The icc patch is for both. The jpeg patch currently is written to limit to color's - and silent go back to RLE for "unsuitable" images. I haven't figured out how to distinguish 8-bit indexed color images vs gray 8-bit gray, and do gray-jpeg properly.
Comment 11 Hin-Tak Leung 2014-03-31 10:48:23 UTC
(In reply to comment #9)
> 2. Can you attach a sample file where the ICC transform patches reduce the
> output size significantly?

One way to tell what pdf's would benefit is by looking at "mutool into ...". 
The two files I mentioned shows:

Images (6):
	    1 (      8 0 R): [ DCT ] 285x164 8bpc ICC (14 0 R)
	    1 (      8 0 R): [ DCT ] 285x184 8bpc ICC (15 0 R)
	    1 (      8 0 R): [ DCT ] 63x94 8bpc ICC (16 0 R)

and

Images (4):
	    1 (     80 0 R): [ DCT ] 323x375 8bpc Lab (123 0 R)

(note the "ICC" and "Lab" part).

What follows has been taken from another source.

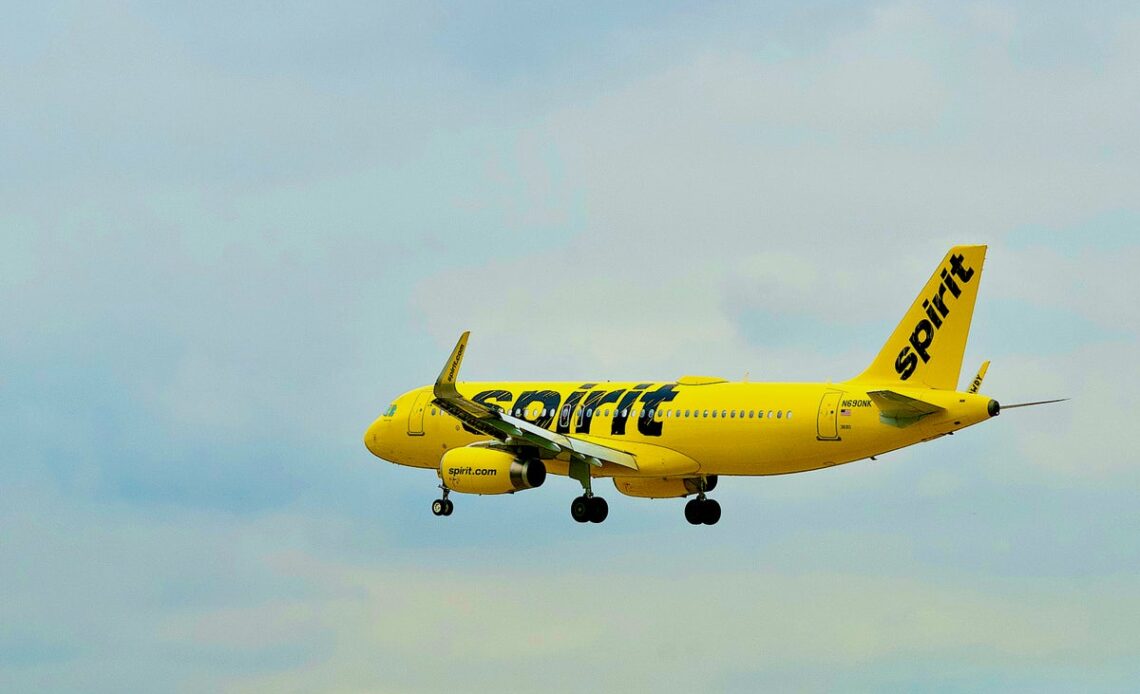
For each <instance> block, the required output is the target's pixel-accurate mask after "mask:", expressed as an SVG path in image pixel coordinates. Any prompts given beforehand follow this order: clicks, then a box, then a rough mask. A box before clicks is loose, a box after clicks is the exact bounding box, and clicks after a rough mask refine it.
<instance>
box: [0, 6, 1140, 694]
mask: <svg viewBox="0 0 1140 694" xmlns="http://www.w3.org/2000/svg"><path fill="white" fill-rule="evenodd" d="M1097 8H1098V9H1097V11H1096V14H1089V13H1088V11H1084V10H1077V9H1074V8H1070V7H1065V6H1058V5H1050V6H1042V5H1041V3H996V2H995V3H988V2H977V3H966V5H962V3H953V5H938V3H921V2H882V3H847V2H842V3H839V2H815V3H804V2H788V3H773V5H768V6H759V7H758V6H754V5H751V3H733V2H726V3H715V5H710V3H689V2H677V3H659V2H653V3H622V6H621V8H620V9H614V7H613V6H612V3H573V5H572V6H570V7H567V6H563V5H557V3H527V5H513V3H495V2H474V3H463V5H461V6H448V5H432V3H423V2H405V3H401V2H392V3H356V2H337V3H320V5H311V6H296V5H290V6H287V7H282V6H280V5H279V3H257V5H253V3H251V5H245V6H244V7H243V9H234V8H233V7H231V5H230V3H221V2H219V3H198V5H195V6H193V7H190V6H187V7H185V8H172V7H160V6H155V5H149V3H131V2H117V3H90V2H74V3H40V5H34V6H31V5H30V6H26V7H19V8H11V9H9V10H8V13H7V14H6V21H5V24H3V26H2V27H0V95H2V97H0V123H2V124H3V126H2V128H0V297H2V301H0V415H2V416H0V440H2V441H3V443H5V446H3V449H5V452H3V455H2V457H0V689H3V691H36V692H42V691H92V692H123V691H187V692H201V691H228V692H263V691H271V692H283V691H284V692H288V691H296V692H311V691H399V692H404V691H439V689H442V688H449V689H453V691H486V689H491V688H494V689H496V691H503V689H506V691H511V689H519V691H535V689H544V691H562V689H565V691H579V689H581V688H583V687H586V686H588V687H589V688H598V689H606V691H646V689H653V691H667V692H668V691H693V689H694V688H701V689H706V688H707V689H714V691H755V689H756V688H757V687H767V688H771V689H777V691H788V689H799V691H814V689H834V688H842V689H866V691H881V689H885V688H914V687H922V688H934V689H945V691H959V689H961V691H977V689H979V688H983V689H985V688H990V689H993V688H1015V689H1029V691H1042V689H1057V691H1073V689H1082V691H1119V689H1129V688H1134V685H1135V683H1137V681H1138V680H1140V667H1138V666H1137V662H1138V656H1140V628H1138V627H1137V624H1138V623H1140V598H1138V597H1137V594H1135V586H1137V585H1138V579H1140V544H1138V541H1137V539H1135V538H1137V537H1138V530H1140V512H1138V511H1137V504H1135V500H1137V496H1138V492H1140V472H1138V470H1140V459H1138V458H1140V456H1138V449H1137V444H1135V443H1134V441H1133V438H1132V430H1133V427H1134V423H1135V422H1137V418H1138V416H1140V402H1138V398H1137V390H1138V386H1140V383H1138V381H1140V379H1138V376H1140V370H1138V366H1137V364H1138V362H1137V360H1135V352H1137V343H1138V335H1140V310H1138V309H1137V305H1135V297H1137V296H1138V294H1140V280H1138V278H1137V277H1138V276H1137V273H1135V270H1134V268H1135V267H1137V266H1138V262H1140V242H1138V240H1137V238H1138V237H1137V234H1135V231H1137V229H1138V228H1140V197H1138V191H1140V173H1138V171H1140V130H1138V129H1137V126H1135V123H1137V119H1138V115H1140V73H1138V72H1137V70H1135V66H1137V65H1138V64H1140V48H1138V47H1140V15H1138V13H1137V11H1135V9H1134V8H1133V7H1132V6H1130V5H1129V3H1114V5H1108V3H1101V5H1098V6H1097ZM955 243H987V244H990V246H991V248H990V254H988V258H987V266H986V275H985V279H984V283H983V285H982V289H980V292H982V293H980V296H979V303H978V308H977V312H976V317H975V324H974V332H972V335H971V340H970V344H969V348H968V353H967V359H966V364H964V366H963V373H966V374H964V375H963V378H964V377H968V375H969V374H971V373H972V370H974V369H975V368H976V366H977V365H978V364H979V362H980V361H982V360H983V359H992V360H993V367H992V368H991V370H990V375H988V377H987V381H986V386H985V391H986V392H988V393H990V394H992V395H993V397H995V398H998V399H1000V400H1002V401H1005V402H1012V401H1019V400H1036V399H1043V398H1050V397H1064V395H1069V397H1073V398H1074V400H1073V401H1072V402H1069V403H1066V405H1064V406H1058V407H1053V408H1041V409H1033V410H1016V411H1009V413H1005V414H1003V415H1002V417H1000V418H999V419H996V421H993V422H990V423H987V424H985V425H983V426H979V427H976V428H974V430H969V431H966V432H962V433H961V434H959V435H955V436H953V438H947V439H943V440H939V441H936V442H933V443H928V444H923V446H920V447H915V448H912V449H909V450H905V451H897V452H895V454H890V455H887V456H884V457H881V459H880V460H879V462H877V463H860V464H854V465H849V466H844V467H840V468H834V470H829V471H822V472H819V473H808V474H803V475H791V476H784V477H772V479H733V480H724V481H722V484H720V487H719V488H718V489H717V492H716V496H717V498H718V499H719V500H720V503H722V504H723V506H724V508H725V512H724V520H723V521H722V523H720V524H719V525H717V526H716V528H711V529H710V528H700V529H694V528H691V526H689V525H687V524H686V523H685V522H684V520H683V516H682V503H679V501H668V500H666V501H646V500H642V499H629V498H625V497H621V496H620V495H618V493H617V491H614V490H612V489H611V490H610V491H609V492H606V493H605V496H606V498H608V499H609V501H610V506H611V514H610V519H609V520H608V521H606V523H605V524H603V525H600V526H594V525H591V526H580V525H578V524H576V523H573V522H572V520H571V519H570V516H569V512H568V507H569V503H570V500H571V498H573V496H576V495H577V493H578V491H577V490H578V488H577V485H576V483H573V482H570V481H567V480H559V479H552V480H549V482H548V483H547V484H546V485H544V487H543V488H541V489H538V490H535V491H532V492H527V493H520V495H515V496H513V497H503V498H494V497H487V498H466V497H462V498H457V499H456V512H455V515H454V516H451V517H450V519H448V520H446V521H441V520H440V519H435V517H433V516H432V515H431V514H430V511H429V504H430V500H431V499H432V498H434V496H435V493H437V490H435V489H434V484H435V479H434V477H433V476H432V475H431V473H427V472H424V471H415V470H408V468H400V467H396V466H391V465H388V464H384V463H381V462H378V460H376V459H375V458H373V457H372V456H370V455H369V454H368V452H367V451H366V450H365V449H364V447H363V444H361V441H360V436H361V434H363V431H364V428H365V426H367V424H368V423H369V422H370V421H372V419H373V418H374V417H375V415H376V414H377V413H378V411H381V410H382V409H383V408H384V407H386V405H388V402H389V401H390V400H391V399H392V398H394V397H396V395H397V394H399V393H400V392H402V391H406V390H408V389H410V387H414V386H417V385H421V384H423V383H425V382H427V381H430V379H431V378H432V376H433V375H434V374H435V373H437V372H438V368H439V366H440V364H442V361H443V359H445V358H446V356H447V353H448V350H449V349H450V346H451V344H453V342H454V340H455V337H456V336H457V335H458V333H459V332H461V330H463V329H471V330H473V335H472V341H471V349H470V352H469V357H467V359H466V362H465V366H464V369H465V376H466V377H469V378H472V379H479V378H486V379H490V378H500V379H527V378H662V379H667V378H674V377H676V376H679V375H683V374H686V373H699V374H720V375H724V376H726V377H731V378H739V377H740V376H742V375H743V374H744V373H746V372H748V373H749V374H750V377H751V379H754V381H759V379H772V381H785V379H842V378H846V377H849V376H852V375H854V374H856V373H858V372H860V370H861V369H862V367H863V366H864V365H865V364H866V362H868V361H869V360H870V359H871V358H872V356H873V354H874V353H876V351H877V350H878V349H879V346H880V344H881V342H882V341H884V340H885V338H886V336H887V335H888V334H889V330H890V329H891V328H893V327H894V325H895V322H896V321H897V319H898V318H899V316H901V315H902V311H903V310H904V308H905V307H906V305H907V304H909V302H910V301H911V300H912V297H913V296H914V294H915V292H917V291H918V289H919V288H920V286H921V284H922V283H923V281H925V280H926V278H927V277H928V275H929V272H930V270H931V268H933V267H934V264H935V263H936V262H937V260H938V259H939V258H941V256H942V254H943V253H944V252H945V250H946V248H947V247H948V246H950V245H952V244H955ZM603 487H604V485H603Z"/></svg>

Whereas others which are not affected tend to show DevCMYK/DevRGB/DevGray.
Comment 12 Hin-Tak Leung 2014-03-31 11:08:07 UTC
(In reply to comment #9)
> 2. Can you attach a sample file where the ICC transform patches reduce the
> output size significantly?

stupid me... there is a public file http://svn.ghostscript.com/ghostscript/tests/pdf/icc_rendering_intent.pdf , the file which Michael uses for his talks on ICC link tranform!

     size
  2371499 head    pxlcolor -diccTransform 
 15670504 gs 9.14 pxlcolor
   783259 head    pxlmono  -diccTransform
 11641096 gs 9.14 pxlmono 

that's 6x for pxlcolor, and 14x for pxlmono.
Comment 13 Hin-Tak Leung 2014-03-31 11:48:24 UTC
(In reply to comment #12)
> stupid me... there is a public file
> http://svn.ghostscript.com/ghostscript/tests/pdf/icc_rendering_intent.pdf ,
> the file which Michael uses for his talks on ICC link tranform!
> 
>      size
>   2371499 head    pxlcolor -diccTransform 
>  15670504 gs 9.14 pxlcolor
>    783259 head    pxlmono  -diccTransform
>  11641096 gs 9.14 pxlmono 
> 
> that's 6x for pxlcolor, and 14x for pxlmono.

Just for completeness:

     223269 head    pxlcolor -diccTransform -dCompressMode=2
     153819 head    pxlmono -diccTransform -dCompressMode=2 

The original is 1278534 byte, with 4 jpeg images 150k each (so about 600k of images, the rest is font data, etc). The jpeg images in the pxl output is about 50k each, smaller than the original because applying extreme rendering intents means losing details.